It is pretty simple actually, you just need to iterate through the features
of the geojson structure once you have got it in a dictionary format (like from the json.load()
function). I don't work with GeoServer WFS services, but I did find a json
example online. The first shows just how to iterate through the json and get an arcpy.Geometry
object back.
import arcpy
import os
arcpy.env.overwriteOutput = True
geojson = {
"type": "FeatureCollection",
"features": [{
"type": "Feature",
"geometry": {
"type": "Point",
"coordinates": [102.0, 0.5]
},
"properties": {
"Name": "aoi",
"Source": "google"
}
}, {
"type": "Feature",
"geometry": {
"type": "LineString",
"coordinates": [
[102.0, 0.0],
[103.0, 1.0],
[104.0, 0.0],
[105.0, 1.0]
]
},
"properties": {
"Name": "centerline",
"Source": "bing"
}
}, {
"type": "Feature",
"geometry": {
"type": "Polygon",
"coordinates": [
[
[100.0, 0.0],
[101.0, 0.0],
[101.0, 1.0],
[100.0, 1.0],
[100.0, 0.0]
]
]
},
"properties": {
"Name": "parking lot",
"Source": "esri"
}
}]
}
# print type from arcpy.Geometry objects
for ft in geojson['features']:
geom = arcpy.AsShape(ft['geometry'], False)
print geom.type
This example should print the following:
point
line
polygon
Taking a similar json structure for polygon features, you can easily convert it to a feature class by first creating a feature class, adding the necessary fields, then using an Insert Cursor to feed in the values.
import arcpy
import os
arcpy.env.overwriteOutput = True
geojson2 = {
"type": "FeatureCollection",
"features": [{
"type": "Feature",
"geometry": {
"type": "Polygon",
"coordinates": [
[
[300.0, 200.0],
[301.0, 200.0],
[301.0, 201.0],
[300.0, 201.0],
[300.0, 200.0]
]
]
},
"properties": {
"Name": "aoi",
"Source": "google"
}
}, {
"type": "Feature",
"geometry": {
"type": "Polygon",
"coordinates": [
[
[100.0, 0.0],
[101.0, 0.0],
[101.0, 1.0],
[100.0, 1.0],
[100.0, 0.0]
]
]
},
"properties": {
"Name": "centerline",
"Source": "bing"
}
}, {
"type": "Feature",
"geometry": {
"type": "Polygon",
"coordinates": [
[
[400.0, 300.0],
[401.0, 300.0],
[401.0, 301.0],
[400.0, 301.0],
[400.0, 300.0]
]
]
},
"properties": {
"Name": "parking lot",
"Source": "esri"
}
}]
}
# we are working with polygons, so make new polygon fc
fc = r'C:\TEMP\testing.gdb\geojson_test'
sr = arcpy.SpatialReference(26915) # utm 15N
path, name = os.path.split(fc)
arcpy.management.CreateFeatureclass(path, name, 'POLYGON', spatial_reference=sr)

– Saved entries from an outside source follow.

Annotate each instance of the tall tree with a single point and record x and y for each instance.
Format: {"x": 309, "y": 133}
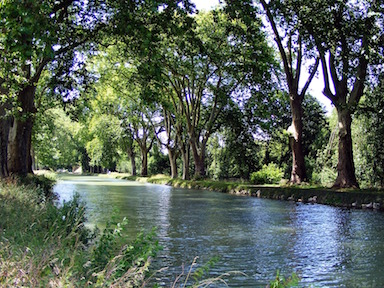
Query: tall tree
{"x": 33, "y": 36}
{"x": 208, "y": 68}
{"x": 290, "y": 53}
{"x": 347, "y": 35}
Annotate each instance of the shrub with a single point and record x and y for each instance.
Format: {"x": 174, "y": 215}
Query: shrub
{"x": 269, "y": 174}
{"x": 44, "y": 245}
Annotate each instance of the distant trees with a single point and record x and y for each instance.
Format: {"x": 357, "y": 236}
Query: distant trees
{"x": 35, "y": 36}
{"x": 204, "y": 89}
{"x": 348, "y": 36}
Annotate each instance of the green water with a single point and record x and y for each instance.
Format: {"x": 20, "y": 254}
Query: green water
{"x": 325, "y": 246}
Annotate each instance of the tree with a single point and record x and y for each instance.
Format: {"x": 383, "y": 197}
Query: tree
{"x": 291, "y": 53}
{"x": 208, "y": 68}
{"x": 49, "y": 34}
{"x": 347, "y": 35}
{"x": 34, "y": 36}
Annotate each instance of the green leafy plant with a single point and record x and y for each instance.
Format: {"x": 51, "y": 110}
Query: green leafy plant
{"x": 281, "y": 282}
{"x": 269, "y": 174}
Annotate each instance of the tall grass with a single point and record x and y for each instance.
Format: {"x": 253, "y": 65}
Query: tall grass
{"x": 42, "y": 245}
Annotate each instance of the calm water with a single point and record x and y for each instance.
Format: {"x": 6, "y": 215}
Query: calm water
{"x": 326, "y": 246}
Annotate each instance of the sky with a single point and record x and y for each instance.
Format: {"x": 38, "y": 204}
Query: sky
{"x": 316, "y": 87}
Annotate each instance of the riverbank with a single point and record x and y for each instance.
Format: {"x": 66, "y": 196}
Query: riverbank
{"x": 349, "y": 198}
{"x": 47, "y": 245}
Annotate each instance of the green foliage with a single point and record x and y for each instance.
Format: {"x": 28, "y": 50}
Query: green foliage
{"x": 57, "y": 140}
{"x": 281, "y": 282}
{"x": 269, "y": 174}
{"x": 49, "y": 245}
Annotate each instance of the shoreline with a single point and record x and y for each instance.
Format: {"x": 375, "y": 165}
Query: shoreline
{"x": 367, "y": 199}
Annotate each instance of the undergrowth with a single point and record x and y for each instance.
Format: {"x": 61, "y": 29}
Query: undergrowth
{"x": 42, "y": 245}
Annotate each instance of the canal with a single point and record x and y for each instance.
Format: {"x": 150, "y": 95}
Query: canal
{"x": 325, "y": 246}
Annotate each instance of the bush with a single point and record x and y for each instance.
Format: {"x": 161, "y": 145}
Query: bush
{"x": 44, "y": 245}
{"x": 269, "y": 174}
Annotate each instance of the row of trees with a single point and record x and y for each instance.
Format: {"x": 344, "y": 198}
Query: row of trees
{"x": 187, "y": 83}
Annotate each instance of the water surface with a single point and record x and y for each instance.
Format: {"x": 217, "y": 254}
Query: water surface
{"x": 326, "y": 246}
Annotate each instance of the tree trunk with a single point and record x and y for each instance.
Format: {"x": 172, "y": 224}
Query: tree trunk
{"x": 185, "y": 156}
{"x": 144, "y": 162}
{"x": 5, "y": 124}
{"x": 131, "y": 155}
{"x": 198, "y": 158}
{"x": 346, "y": 177}
{"x": 298, "y": 173}
{"x": 20, "y": 134}
{"x": 172, "y": 155}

# add fields as listed from the properties of each feature
fields = ['Name', 'Source']
for field in fields:
arcpy.management.AddField(fc, field, 'TEXT')
# insert rows
with arcpy.da.InsertCursor(fc, ['SHAPE@'] + fields) as irows:
for feature in geojson2['features']:
geom = arcpy.AsShape(feature['geometry'], False)
irows.insertRow([geom] + [feature['properties'][f] for f in fields])
print 'done'
I would also recommend having a look at the requests module instead of pycurl, you can get format back as raw json and do not have to worry about working with intermediate .json
files. It also supports all kinds of authorization types and passing in arguments is very elegant.